Highlights

  • Proposes a distributional perspective on reinforcement learning
  • Achieves state-of-the-art results of the Atari 2600 suite of games

Introduction

Reinforcement learning (RL) typically tries to maximise the expected value (\(Q\)) of the current and future states, as defined by the Bellman Equation:

\[Q(x,a) = \mathbb{E}[R(x,a) + {\gamma}Q(X',A')], x \sim X, a \sim A.\]

1However, the expectation might not encompass the true distribution of possible returns from a state, for example if one action might lead to disastrous rewards and another to desirable rewards.
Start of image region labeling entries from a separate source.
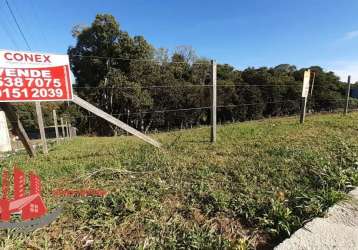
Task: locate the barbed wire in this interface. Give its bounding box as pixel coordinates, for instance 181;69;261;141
69;54;211;65
73;84;302;89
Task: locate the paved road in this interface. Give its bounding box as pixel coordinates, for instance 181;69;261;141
275;188;358;250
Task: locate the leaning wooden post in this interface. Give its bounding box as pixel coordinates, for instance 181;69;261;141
0;103;36;157
68;121;73;139
61;117;66;138
52;109;60;142
35;102;48;154
300;70;311;124
65;121;70;139
211;60;217;142
344;76;351;115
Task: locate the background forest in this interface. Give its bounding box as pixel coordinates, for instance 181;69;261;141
12;14;354;135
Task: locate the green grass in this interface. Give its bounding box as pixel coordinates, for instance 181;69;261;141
0;113;358;249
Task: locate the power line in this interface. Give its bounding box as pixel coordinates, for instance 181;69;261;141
5;0;31;50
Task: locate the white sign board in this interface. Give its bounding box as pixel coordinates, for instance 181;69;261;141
302;70;311;97
0;111;11;152
0;50;72;102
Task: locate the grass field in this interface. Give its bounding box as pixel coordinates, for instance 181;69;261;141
0;113;358;249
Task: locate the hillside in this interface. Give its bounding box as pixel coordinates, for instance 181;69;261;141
0;113;358;249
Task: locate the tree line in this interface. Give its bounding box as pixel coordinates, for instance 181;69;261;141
14;14;356;135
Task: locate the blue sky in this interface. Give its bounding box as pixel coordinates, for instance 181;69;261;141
0;0;358;81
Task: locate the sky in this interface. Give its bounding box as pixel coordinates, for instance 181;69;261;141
0;0;358;81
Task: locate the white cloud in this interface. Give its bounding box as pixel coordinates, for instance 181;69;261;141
324;61;358;83
343;30;358;40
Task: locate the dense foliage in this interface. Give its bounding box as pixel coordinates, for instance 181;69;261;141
13;15;352;135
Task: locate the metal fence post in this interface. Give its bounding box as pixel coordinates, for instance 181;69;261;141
211;60;217;142
344;76;351;115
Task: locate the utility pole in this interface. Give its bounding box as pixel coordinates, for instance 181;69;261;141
211;60;217;143
35;102;48;154
344;76;351;115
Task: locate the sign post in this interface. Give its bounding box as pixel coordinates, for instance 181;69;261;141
36;102;48;155
0;50;72;102
300;70;311;124
0;111;11;152
0;50;72;156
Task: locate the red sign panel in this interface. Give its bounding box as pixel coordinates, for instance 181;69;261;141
0;50;72;102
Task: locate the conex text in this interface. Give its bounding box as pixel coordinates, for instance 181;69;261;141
0;68;52;78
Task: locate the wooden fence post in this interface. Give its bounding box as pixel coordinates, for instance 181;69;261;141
61;117;66;139
35;102;48;154
300;70;311;124
210;60;217;142
65;121;70;139
0;103;36;157
52;109;60;142
344;76;351;115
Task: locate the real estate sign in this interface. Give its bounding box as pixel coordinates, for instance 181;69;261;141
302;70;311;97
0;50;72;102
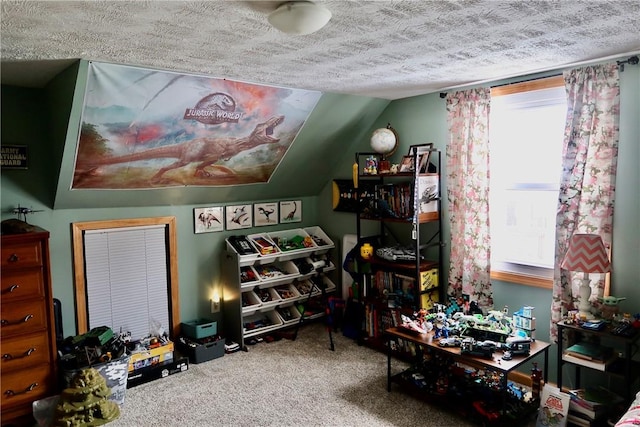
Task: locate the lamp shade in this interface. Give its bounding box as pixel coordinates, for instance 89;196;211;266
561;234;610;273
267;1;331;34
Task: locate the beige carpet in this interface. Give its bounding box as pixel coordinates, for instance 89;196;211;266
109;323;480;427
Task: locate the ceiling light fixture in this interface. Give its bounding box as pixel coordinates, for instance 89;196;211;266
268;1;331;34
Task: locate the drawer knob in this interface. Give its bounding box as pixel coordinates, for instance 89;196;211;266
4;383;38;396
2;285;20;294
2;347;36;360
0;314;33;326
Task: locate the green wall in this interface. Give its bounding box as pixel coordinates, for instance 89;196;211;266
1;64;640;392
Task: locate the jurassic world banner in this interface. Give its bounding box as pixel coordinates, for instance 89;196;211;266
71;62;321;189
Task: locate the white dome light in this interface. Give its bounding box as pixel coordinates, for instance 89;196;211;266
267;1;331;34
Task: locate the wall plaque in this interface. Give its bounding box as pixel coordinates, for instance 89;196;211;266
0;145;27;169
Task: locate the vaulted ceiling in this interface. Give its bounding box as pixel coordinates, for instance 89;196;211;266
1;0;640;99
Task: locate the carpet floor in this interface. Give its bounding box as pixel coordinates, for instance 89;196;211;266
109;323;484;427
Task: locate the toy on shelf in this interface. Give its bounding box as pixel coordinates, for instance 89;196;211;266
598;296;626;320
362;156;378;175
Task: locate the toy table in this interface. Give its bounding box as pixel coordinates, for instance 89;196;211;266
385;327;551;424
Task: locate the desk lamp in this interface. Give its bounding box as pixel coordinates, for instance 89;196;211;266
561;234;610;319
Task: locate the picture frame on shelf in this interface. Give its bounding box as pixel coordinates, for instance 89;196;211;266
193;206;224;234
400;156;416;172
280;200;302;224
253;202;279;227
409;142;433;173
225;205;253;230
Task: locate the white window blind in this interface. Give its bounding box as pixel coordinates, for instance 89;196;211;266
84;226;170;340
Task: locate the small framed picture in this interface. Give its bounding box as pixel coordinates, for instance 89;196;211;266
280;200;302;224
193;206;224;234
225;205;253;230
400;156;415;172
253;202;279;227
409;142;433;173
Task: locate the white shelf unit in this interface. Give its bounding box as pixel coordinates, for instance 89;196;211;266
221;226;337;348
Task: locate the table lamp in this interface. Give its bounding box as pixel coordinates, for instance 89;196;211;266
561;234;610;319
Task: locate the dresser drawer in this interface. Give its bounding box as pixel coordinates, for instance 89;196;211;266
0;299;48;339
0;267;44;304
0;364;54;411
0;332;50;372
1;242;42;272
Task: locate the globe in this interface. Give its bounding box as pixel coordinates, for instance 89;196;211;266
371;128;398;155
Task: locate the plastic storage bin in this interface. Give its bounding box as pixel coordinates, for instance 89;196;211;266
180;319;218;339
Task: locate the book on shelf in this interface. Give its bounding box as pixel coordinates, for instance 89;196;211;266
567;409;595;427
568;386;624;421
418;175;440;213
565;342;613;362
562;352;617;372
569;386;624;408
569;400;607;420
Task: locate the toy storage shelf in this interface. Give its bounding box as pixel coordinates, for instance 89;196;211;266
557;321;640;402
385;328;551;426
221;226;337;348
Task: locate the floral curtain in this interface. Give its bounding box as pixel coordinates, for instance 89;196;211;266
550;63;620;342
446;88;493;309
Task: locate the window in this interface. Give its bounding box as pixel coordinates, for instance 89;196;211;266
72;217;180;338
489;76;567;286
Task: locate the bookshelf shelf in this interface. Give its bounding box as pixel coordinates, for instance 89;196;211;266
557;321;640;401
356;144;445;356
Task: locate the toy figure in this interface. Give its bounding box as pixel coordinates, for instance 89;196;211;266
360;243;373;261
433;312;449;338
362;156;378;175
598;296;626;320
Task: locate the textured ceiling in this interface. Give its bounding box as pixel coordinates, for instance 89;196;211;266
0;0;640;99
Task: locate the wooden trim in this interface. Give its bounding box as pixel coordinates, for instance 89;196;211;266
71;216;180;339
491;271;553;289
491;75;564;96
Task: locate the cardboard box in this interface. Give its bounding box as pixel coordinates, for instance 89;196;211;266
129;342;174;372
127;357;189;388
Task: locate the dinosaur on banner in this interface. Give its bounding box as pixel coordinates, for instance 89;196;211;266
84;116;284;180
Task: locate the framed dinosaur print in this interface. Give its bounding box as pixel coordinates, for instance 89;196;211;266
280;200;302;224
253;202;279;227
225;205;253;230
193;206;224;234
71;61;322;190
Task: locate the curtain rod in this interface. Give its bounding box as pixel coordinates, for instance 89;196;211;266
440;55;640;99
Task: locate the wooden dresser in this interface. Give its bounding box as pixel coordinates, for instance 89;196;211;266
0;226;57;426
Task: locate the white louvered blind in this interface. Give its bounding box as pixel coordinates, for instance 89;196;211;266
84;226;170;340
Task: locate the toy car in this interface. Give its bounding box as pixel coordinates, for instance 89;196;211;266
438;337;462;347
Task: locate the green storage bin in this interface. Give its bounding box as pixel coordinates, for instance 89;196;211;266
181;319;218;339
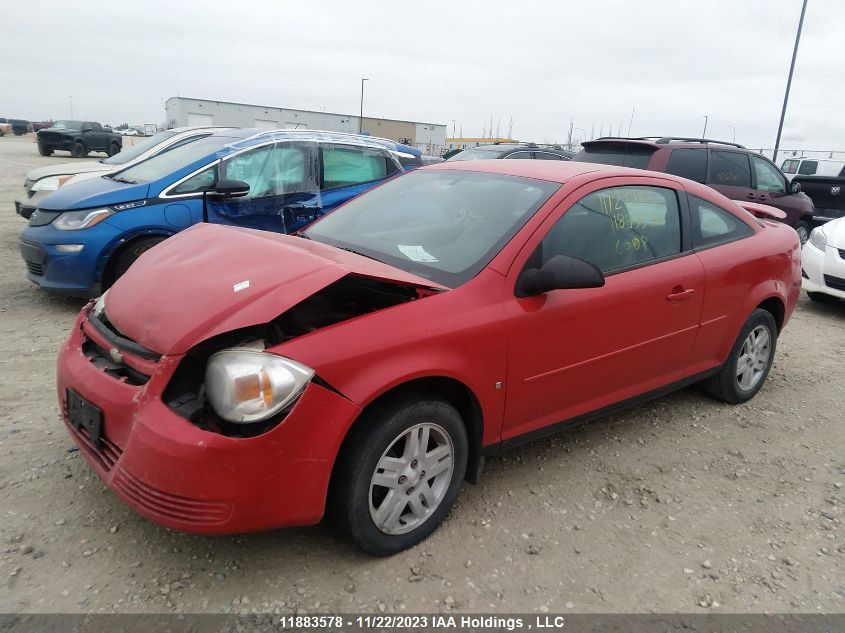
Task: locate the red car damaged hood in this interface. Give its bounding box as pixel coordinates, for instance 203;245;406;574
105;224;443;354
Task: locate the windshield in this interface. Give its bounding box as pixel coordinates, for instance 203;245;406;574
53;119;82;130
112;135;238;183
103;130;176;165
304;170;560;288
449;149;502;160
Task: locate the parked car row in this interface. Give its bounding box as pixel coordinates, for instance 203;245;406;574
15;127;232;219
19;128;421;296
54;158;801;555
11;123;832;555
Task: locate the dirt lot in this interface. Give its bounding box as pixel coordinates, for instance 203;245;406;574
0;138;845;612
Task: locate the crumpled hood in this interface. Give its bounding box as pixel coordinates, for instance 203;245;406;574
38;178;149;211
105;224;443;354
26;161;114;182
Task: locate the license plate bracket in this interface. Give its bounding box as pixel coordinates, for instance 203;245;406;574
67;389;103;446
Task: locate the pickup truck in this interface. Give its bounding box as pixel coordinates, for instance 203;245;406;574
37;120;123;158
792;167;845;224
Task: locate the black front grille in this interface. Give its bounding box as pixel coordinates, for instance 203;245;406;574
824;275;845;290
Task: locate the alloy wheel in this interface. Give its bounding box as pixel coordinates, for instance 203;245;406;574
369;423;455;535
736;325;772;391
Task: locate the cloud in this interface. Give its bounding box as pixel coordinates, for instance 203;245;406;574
0;0;845;148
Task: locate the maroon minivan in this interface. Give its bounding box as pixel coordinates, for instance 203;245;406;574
572;136;815;244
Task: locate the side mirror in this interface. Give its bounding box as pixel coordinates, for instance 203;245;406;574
516;255;604;297
208;180;249;198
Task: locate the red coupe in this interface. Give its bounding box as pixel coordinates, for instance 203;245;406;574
58;161;801;554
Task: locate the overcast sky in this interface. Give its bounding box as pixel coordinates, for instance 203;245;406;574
0;0;845;150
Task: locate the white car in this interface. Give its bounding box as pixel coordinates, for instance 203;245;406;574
15;126;227;219
801;218;845;301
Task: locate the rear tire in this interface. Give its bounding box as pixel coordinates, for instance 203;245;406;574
702;308;778;404
795;220;810;246
103;237;166;290
331;393;468;556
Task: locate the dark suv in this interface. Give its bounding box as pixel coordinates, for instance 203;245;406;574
449;143;574;160
572;136;814;244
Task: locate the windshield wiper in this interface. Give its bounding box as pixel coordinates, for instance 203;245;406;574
103;176;138;185
335;246;384;264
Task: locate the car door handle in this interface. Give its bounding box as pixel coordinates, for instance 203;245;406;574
666;286;695;301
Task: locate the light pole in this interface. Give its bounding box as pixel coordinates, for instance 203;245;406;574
772;0;807;163
358;77;369;134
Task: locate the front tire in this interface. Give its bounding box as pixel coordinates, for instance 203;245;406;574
795;220;810;246
703;308;777;404
332;393;468;556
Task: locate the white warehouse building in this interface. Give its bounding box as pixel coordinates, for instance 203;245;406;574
164;97;446;156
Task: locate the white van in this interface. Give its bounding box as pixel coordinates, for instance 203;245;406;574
780;157;845;180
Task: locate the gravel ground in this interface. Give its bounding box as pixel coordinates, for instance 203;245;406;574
0;138;845;613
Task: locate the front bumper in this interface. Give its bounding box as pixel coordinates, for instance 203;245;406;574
15;191;48;220
801;242;845;299
57;307;360;534
19;222;121;297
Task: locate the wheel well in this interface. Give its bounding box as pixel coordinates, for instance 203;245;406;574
100;233;170;290
332;376;484;484
757;297;784;334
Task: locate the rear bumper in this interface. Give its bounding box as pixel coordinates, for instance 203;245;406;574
57;310;360;534
801;242;845;299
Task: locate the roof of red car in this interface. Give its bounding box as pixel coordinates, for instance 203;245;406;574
423;160;652;183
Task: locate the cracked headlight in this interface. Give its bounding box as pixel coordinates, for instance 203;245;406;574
810;226;827;251
205;347;314;424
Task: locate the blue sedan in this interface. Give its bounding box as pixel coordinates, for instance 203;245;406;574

The expectation, which would fall in the middle, would actually never be encountered by the agent. The authors argue that modelling the full reward distribution allows to keep the potential multimodality of returns in different states, which stabilizes learning and mitigates the effects of learning from a non-stationary policy.

Methods

Theory

Standard reinforcement learning usually minimizes the following distance:

\[\text{dist}(Q_1, Q_2) = \mathbb{E}_{x,a}\Big[\underbrace{(r(x,a) + {\gamma}Q(x',a')}_{Q_2} - \underbrace{Q(x,a)}_{Q_1})^2\Big].\]

From the Bellman equation, the Bellman Operator is defined as

\[\mathcal{T}^\pi Q(x,a) := \mathbb{E}_{x,a,x',a' \sim \pi}[R(x,a) + {\gamma}Q(x',a')],\]

which is a \(\gamma\)-contraction meaning that

\[\lim_{k \rightarrow \infty} (\mathcal{T}^{\pi})^{k}Q = Q_\pi\]

and

\[\text{dist}(\mathcal{T}Q_1,\mathcal{T}Q_2) \leq \gamma \text{dist}(Q_1,Q_2).\]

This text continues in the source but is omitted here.